Re: [RFC PATCH 11/20] ia64: Add unconditional mmiowb() to arch_spin_unlock()

From: Nicholas Piggin
Date: Tue Feb 26 2019 - 23:40:13 EST


Will Deacon's on February 23, 2019 4:50 am:
> The mmiowb() macro is horribly difficult to use and drivers will continue
> to work most of the time if they omit a call when it is required.
>
> Rather than rely on driver authors getting this right, push mmiowb() into
> arch_spin_unlock() for ia64. If this is deemed to be a performance issue,
> a subsequent optimisation could make use of ARCH_HAS_MMIOWB to elide
> the barrier in cases where no I/O writes were performned inside the
> critical section.

mmiowb() was always the wrong approach. IIRC what happened is that an
ia64 platform found that real wmb() semantics were too expensive, so
they kind of "relaxed" it, breaking everything, and then said drivers
that wanted to unbreak themselves had to add these mmiowb() in.

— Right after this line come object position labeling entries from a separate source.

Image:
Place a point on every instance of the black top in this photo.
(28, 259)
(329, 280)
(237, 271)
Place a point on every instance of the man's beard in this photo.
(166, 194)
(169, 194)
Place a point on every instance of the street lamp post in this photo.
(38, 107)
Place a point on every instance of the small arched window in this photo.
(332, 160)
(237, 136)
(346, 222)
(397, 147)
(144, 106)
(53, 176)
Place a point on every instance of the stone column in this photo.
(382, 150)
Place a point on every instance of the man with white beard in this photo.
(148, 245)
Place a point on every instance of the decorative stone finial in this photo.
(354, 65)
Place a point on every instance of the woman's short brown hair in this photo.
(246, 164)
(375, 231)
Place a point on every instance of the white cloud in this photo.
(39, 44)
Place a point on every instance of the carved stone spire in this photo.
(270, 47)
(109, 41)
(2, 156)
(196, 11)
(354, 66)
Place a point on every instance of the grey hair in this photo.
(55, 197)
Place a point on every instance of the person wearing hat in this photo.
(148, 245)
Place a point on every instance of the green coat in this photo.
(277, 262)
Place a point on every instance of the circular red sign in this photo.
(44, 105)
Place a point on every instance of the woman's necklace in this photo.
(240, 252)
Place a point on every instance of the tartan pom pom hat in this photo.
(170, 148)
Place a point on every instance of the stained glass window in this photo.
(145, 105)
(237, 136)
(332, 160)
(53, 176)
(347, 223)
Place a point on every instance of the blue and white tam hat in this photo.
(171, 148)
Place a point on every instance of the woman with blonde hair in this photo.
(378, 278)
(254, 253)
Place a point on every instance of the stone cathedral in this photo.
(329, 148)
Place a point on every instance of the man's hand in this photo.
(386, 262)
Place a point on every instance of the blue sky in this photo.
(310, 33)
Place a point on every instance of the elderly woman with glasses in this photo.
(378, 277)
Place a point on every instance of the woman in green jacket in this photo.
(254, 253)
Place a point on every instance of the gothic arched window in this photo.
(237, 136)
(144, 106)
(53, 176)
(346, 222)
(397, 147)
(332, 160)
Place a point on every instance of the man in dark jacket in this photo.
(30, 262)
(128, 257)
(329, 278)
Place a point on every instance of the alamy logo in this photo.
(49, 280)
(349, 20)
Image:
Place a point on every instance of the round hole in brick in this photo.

The right way to go of course would have been to implement wmb()
the way existing drivers expected, and add a faster io_wmb() that
only ordered mmio stores from the CPU added to the few drivers that
the platform cared about.

I think it was argued the wmb() was still technically correct because
the reordering did not happen at the CPU, but somewhere else in the
interconnect or PCI controller. But that was just a crazy burden to
put on driver writers, and it was why the documentation was always
incomprehensible.

Not sure why Linus ever went along with it, but awesome you're removing
it. Thank you!

Thanks,
Nick